It's that time of year: The Best American Series 2005 are out.
"The Best American Nonrequired Reading" is the lesser-known selection in the series, which also includes "The Best American Short Stories," "The Best American Travel Writing" and "The Best American Essays."
Since it's conception in 2002, "The Best American Nonrequired Reading" has been compiled by Dave Eggers, author of the best-selling memoir "A Heartbreaking Work of Staggering Genius" and founder of McSweeny's, an independent publishing house that publishes books, a quarterly literary journal and a website, and a group of 12 high school students who are a part of 826 Valencia, a writing center for students in the San Francisco Bay Area.

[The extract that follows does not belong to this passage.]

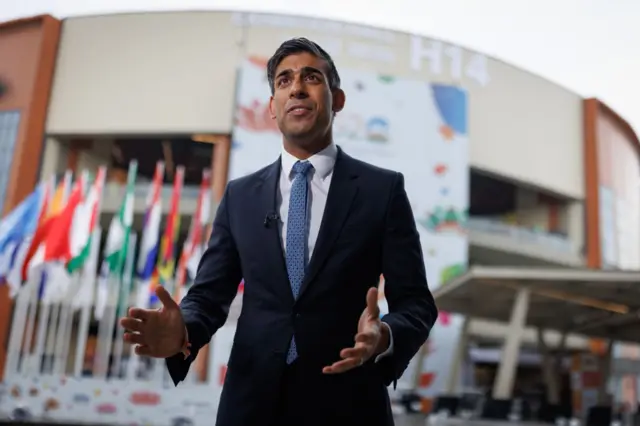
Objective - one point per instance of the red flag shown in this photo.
(53, 236)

This year's guest introducer and writer of the introduction is Grammy Award-winning artist Beck, who wrote, "When I came upon this series a few years back, it immediately made sense to me. It was what I was always doing: reading things here and there in airports, in waiting rooms ... there are always those bits from some articles - a weird fact, an anecdote, an image even - you pick up somewhere that become lodged in your brain, just as deeply as anything would from a great novel or film. Sometimes those things crop up outside of the great canon of literature and only breathe into our awareness for a minute."
The students, along with Eggers, spend each year poring over hundreds of essays, articles and short stories from lesser-known publications like Monkeybicycle to mainstream outlets like The New Yorker, and compile the year's best nonrequired reading, or what USA Today calls "anything that defies categorization."
From Monkeybicylce, an alternative literary magazine, Ryan Boudinot writes "Free Burgers for Life," a short story about a man whose life is falling apart while he buys alcohol for his high school "friends" and tries to get back with his girlfriend, a grocery store clerk who won't talk to him. Boudinot writes with such honesty of the pain of loneliness and loss people feel when they're holding on to something seemingly insignificant just to make their lives seem meaningful.
Pulitzer Prize-winning author Jhumpa Lahiri wrote a short story for The New Yorker that was selected for the compilation, as did Al Franken, whose story originally appeared in Mother Jones.
The pieces are contemporary and unexpected, with stories touching topics from painfully fractured families and relationships to the war in Iraq. Most stories are unforgettable, and readers will want to read each tale to the finish in this exciting collection of today's best literature.